With PlayOn Pro, ex-athletes get the opportunity to take part in events all around the globe, with almost 400 ambassadors of countless nationalities now signed up. Anderson helps to organise everything from football matches to signing sessions and after-dinner speeches, anything to keep them occupied and feeling important again.

Viv Anderson quote

And the former Nottingham Forest, Arsenal and Sheffield Wednesday star adds that supporters often forget how short a career in sport can be.

“Yes, of course they do. We do! I had to go to my local shop to get bread one time and at the front of the queue there was a guy in a vest, tracksuit bottoms and flip-flops, and he looked familiar. He goes to the front of the shop and buys two litres of wine, and I realise I know him. He couldn’t pick the bottles up so the boy behind the counter had to lift them up for him, and then he hobbles out of the shop.

“I went out and looked, and I realise I played against him in a cup final many, many years ago. That’s the state he’s got to, and nobody’s helped him at all.

“Now I’m not saying I can help everybody, I’m just saying there are people out there who need help. Five per cent of ex-players are in prison because they’ve fallen on hard times. If you earn £40,000 per week today, within five years you’ll likely be bankrupt. These are proper stats.

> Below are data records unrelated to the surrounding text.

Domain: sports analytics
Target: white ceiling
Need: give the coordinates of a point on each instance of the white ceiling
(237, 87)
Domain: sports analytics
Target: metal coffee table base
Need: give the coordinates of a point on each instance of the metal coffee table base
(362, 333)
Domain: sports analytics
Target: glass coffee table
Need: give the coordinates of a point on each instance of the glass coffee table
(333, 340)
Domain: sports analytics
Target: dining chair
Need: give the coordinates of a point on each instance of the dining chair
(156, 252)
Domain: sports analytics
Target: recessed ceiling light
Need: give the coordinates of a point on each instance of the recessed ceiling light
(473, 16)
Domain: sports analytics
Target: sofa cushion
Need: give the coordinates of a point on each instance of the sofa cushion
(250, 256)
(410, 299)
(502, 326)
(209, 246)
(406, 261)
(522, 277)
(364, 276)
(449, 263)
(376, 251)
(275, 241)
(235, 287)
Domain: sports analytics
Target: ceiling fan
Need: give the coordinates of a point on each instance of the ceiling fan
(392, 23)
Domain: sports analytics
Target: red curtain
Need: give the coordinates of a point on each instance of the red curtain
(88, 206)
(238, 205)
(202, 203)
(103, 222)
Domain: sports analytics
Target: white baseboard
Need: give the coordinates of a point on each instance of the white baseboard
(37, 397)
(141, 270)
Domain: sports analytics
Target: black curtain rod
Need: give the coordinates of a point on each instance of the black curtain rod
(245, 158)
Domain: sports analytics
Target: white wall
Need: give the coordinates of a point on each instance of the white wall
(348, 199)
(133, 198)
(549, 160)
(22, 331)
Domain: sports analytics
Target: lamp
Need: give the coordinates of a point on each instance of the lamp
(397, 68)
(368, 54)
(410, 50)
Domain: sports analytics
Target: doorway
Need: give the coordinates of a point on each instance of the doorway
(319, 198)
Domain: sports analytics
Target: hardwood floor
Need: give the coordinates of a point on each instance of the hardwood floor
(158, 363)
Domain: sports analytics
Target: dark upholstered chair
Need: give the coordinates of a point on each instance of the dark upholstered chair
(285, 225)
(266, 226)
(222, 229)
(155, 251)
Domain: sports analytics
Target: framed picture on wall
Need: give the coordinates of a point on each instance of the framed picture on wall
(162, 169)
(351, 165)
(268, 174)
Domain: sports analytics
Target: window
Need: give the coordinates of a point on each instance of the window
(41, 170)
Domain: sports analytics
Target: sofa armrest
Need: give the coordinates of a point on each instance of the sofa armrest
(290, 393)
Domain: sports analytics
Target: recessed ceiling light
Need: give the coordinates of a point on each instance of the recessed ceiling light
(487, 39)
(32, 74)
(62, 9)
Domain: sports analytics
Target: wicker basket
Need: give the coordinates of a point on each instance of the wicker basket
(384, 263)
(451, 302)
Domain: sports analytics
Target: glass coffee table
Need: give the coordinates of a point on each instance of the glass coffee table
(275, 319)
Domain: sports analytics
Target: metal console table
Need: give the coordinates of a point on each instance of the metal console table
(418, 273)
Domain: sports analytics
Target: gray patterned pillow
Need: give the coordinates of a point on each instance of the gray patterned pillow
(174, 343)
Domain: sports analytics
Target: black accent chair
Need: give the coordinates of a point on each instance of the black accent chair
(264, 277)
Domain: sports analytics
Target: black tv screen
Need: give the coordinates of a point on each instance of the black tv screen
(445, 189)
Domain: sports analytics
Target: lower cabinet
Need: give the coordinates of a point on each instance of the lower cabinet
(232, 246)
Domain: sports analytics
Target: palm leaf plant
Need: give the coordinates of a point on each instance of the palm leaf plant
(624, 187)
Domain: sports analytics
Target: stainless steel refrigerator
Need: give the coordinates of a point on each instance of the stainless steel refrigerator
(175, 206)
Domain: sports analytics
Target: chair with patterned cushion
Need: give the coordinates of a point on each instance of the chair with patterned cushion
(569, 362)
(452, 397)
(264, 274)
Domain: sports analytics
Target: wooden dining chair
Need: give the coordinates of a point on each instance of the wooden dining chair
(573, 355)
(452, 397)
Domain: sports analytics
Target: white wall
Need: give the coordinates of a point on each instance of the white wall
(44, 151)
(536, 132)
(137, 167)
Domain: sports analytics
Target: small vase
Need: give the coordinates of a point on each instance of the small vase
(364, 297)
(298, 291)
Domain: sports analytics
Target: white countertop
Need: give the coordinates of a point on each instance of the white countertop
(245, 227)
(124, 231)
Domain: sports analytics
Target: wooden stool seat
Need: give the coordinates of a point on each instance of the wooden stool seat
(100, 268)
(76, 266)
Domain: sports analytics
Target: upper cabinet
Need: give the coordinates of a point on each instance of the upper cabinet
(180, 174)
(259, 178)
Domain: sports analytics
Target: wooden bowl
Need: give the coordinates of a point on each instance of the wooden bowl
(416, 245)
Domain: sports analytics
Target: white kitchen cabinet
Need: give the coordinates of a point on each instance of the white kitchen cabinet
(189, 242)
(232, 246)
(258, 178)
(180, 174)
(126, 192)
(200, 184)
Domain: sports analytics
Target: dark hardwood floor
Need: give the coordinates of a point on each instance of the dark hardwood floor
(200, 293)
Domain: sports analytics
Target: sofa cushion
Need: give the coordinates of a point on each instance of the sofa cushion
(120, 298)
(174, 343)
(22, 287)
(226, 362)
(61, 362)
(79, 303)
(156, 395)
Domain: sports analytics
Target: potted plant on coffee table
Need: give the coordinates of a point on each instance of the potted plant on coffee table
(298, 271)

“I understand the normal general public go ‘Why should I feel sorry for somebody who’s earning £150,000 a week and have got themselves into this pickle?’ I understand that, but what do we do? Just leave them?

“All we’re trying to do is help others not to get into that position, because we’ve got current players on here as well, it’s not just about retired players, it’s current players as well because some of the things they’ll also use.

“I think it should be for everybody, I think it’s something the PFA should be involved in. I’ve been to see Gordon Taylor about it and he likes the idea but he wants to see it work, and I’ve said I’d like his help now because I won’t need him when it works.

“At the end of the day it’s something that every time you pick up the paper you think ‘Why hasn’t somebody done something for him’, because every day there’s something about somebody in the paper. There are a lot more than I ever thought.”

Viv AndersonGetty Images

And for many sportspeople, the lack of day-to-day routine which comes with 20 or more years in professional competition makes for a lonely existence.

“Of course it is, and the sacrifices you have to make with family and so on. But listen, don’t feel sorry for them, it’s just that they need somewhere to go when it all stops.

“When I left Middlesbrough having been to three cup finals I’m thinking ‘Surely the phone will ring’. But the phone never rings. It goes for a week… the phone never rings. Two weeks… the phone never rang. And people go through that period thinking: ‘Surely someone that I played with at the top level wants my services’ and when the phone doesn’t ring you think: ‘What am I going to do now?’

“It’s hard. It’s hard to take that on board. You take stock and think: ‘What am I qualified to do? I’ve been a footballer or a tennis player or a jockey… What am I qualified to do?’ You’ve got to get a job. You’ve got children, a family.”

With PlayOn Pro, Anderson is hoping to turn the tide for those stepping away from the intense spotlight of a playing career and dealing with the very different experience of a long, lonely retirement.